Published online Jun 7, 2012. doi: 10.3748/wjg.v18.i21.2704
Revised: February 2, 2012
Accepted: March 9, 2012
Published online: June 7, 2012
AIM: To investigate the function of gamma-aminobutyric acid (GABA) and gamma-aminobutyric acid A receptor θ subunit (GABRQ) in hepatocellular carcinoma (HCC).
METHODS: Semiquantitative polymerase chain reaction was used for detecting the expression of GABRQ receptor among HCC cell line HepG2, normal liver cell line L-02, non-malignant Chang’s liver cells, 8 samples of HCC tissues and paired non-cancerous tissues. HepG2 cells were treated with GABA at serial concentrations (0, 1, 10, 20, 40 and 60 μmol/L), and their proliferating abilities were analyzed with the methyl thiazolyl tetrazolium assay, cell cycle analysis and tumor implanted in nude mice. Small interfering RNA was used for knocking down the endogenous GABRQ in HepG2. Proliferating abilities of these cells treated with or without GABA were analyzed.

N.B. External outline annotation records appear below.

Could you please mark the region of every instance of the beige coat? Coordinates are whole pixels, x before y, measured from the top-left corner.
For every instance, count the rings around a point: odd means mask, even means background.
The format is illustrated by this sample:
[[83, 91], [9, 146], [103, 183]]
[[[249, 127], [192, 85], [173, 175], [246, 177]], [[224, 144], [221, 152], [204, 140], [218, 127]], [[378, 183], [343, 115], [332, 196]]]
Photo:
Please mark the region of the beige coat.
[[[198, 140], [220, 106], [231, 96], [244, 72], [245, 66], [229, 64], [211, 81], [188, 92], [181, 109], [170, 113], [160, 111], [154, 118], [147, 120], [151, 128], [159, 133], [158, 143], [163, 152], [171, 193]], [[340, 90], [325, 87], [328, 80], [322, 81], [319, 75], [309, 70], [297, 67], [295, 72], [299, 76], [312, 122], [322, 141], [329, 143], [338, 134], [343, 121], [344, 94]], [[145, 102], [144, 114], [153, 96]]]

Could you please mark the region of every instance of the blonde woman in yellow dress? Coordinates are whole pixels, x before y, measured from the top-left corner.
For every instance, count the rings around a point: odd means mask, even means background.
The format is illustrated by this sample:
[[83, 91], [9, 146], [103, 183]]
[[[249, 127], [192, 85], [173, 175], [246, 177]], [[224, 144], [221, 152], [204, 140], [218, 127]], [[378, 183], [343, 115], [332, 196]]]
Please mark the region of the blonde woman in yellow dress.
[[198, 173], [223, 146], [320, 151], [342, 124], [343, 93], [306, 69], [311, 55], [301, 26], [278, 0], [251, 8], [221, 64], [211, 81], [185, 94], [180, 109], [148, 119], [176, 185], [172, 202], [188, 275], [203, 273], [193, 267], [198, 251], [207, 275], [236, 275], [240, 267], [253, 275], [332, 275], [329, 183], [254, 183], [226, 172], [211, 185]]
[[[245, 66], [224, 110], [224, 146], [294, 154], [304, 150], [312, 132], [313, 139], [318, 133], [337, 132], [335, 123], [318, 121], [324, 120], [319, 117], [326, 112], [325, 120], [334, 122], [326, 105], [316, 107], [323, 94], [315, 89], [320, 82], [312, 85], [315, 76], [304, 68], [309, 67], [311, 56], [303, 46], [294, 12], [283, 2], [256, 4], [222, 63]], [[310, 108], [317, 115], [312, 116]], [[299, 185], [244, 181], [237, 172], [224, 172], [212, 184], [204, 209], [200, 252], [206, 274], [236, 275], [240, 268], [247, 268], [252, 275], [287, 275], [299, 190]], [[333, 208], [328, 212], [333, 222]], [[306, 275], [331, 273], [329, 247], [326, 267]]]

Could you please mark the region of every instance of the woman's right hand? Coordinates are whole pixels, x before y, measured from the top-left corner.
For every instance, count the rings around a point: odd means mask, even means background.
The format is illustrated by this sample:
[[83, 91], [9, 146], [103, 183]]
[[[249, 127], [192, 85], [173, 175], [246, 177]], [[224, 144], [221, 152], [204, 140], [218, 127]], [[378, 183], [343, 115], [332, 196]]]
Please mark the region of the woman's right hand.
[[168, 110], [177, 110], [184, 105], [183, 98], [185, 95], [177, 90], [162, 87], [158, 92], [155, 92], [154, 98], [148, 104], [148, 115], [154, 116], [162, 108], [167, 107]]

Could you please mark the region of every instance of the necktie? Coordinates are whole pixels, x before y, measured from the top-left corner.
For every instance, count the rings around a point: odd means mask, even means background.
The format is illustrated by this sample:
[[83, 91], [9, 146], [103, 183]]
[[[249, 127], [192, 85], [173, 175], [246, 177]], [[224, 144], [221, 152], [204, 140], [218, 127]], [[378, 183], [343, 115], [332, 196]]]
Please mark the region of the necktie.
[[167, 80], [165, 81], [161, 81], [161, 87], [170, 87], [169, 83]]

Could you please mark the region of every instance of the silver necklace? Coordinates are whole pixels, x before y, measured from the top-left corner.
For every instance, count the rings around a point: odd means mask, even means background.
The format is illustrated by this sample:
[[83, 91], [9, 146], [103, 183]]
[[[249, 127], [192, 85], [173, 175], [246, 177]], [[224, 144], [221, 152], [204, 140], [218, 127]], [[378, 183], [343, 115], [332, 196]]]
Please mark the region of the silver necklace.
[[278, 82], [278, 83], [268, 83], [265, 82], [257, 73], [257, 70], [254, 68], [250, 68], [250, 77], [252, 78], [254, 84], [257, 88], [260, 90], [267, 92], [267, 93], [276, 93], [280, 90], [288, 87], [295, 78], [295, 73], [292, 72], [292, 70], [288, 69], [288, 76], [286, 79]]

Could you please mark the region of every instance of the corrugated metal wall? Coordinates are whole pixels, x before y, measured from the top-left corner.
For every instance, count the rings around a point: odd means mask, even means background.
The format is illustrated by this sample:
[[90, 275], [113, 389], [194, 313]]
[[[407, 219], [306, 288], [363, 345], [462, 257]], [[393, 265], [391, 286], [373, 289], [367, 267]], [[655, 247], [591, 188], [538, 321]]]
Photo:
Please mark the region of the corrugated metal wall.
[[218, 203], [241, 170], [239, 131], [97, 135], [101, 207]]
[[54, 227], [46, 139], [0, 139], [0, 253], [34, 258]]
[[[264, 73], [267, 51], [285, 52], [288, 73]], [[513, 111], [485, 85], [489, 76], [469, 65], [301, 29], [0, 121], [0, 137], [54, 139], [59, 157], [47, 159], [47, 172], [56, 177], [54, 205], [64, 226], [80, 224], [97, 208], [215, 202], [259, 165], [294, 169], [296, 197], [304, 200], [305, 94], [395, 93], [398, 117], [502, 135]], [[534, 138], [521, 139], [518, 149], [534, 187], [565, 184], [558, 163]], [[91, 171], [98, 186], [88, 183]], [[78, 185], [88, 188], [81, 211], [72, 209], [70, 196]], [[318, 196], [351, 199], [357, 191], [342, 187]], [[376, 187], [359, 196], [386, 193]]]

RESULTS: We identified the overexpression of GABRQ in HCC cell lines and half of the tested HCC tissues. Knockdown of endogenous GABRQ expression in HepG2 attenuated HCC cell growth, suggesting its role in HCC cell viability. We studied the effect of GABA in the proliferation of GABRQ-positive cell lines in vitro and in vivo, and found that GABA increased HCC growth in a dose-dependent manner. Notably, the addition of GABA into the cell culture medium promoted the proliferation of GABRQ-expressing HepG2 cells, but not GABRQ-knockdown HepG2 cells, which means that GABA stimulates HepG2 cell growth through GABRQ.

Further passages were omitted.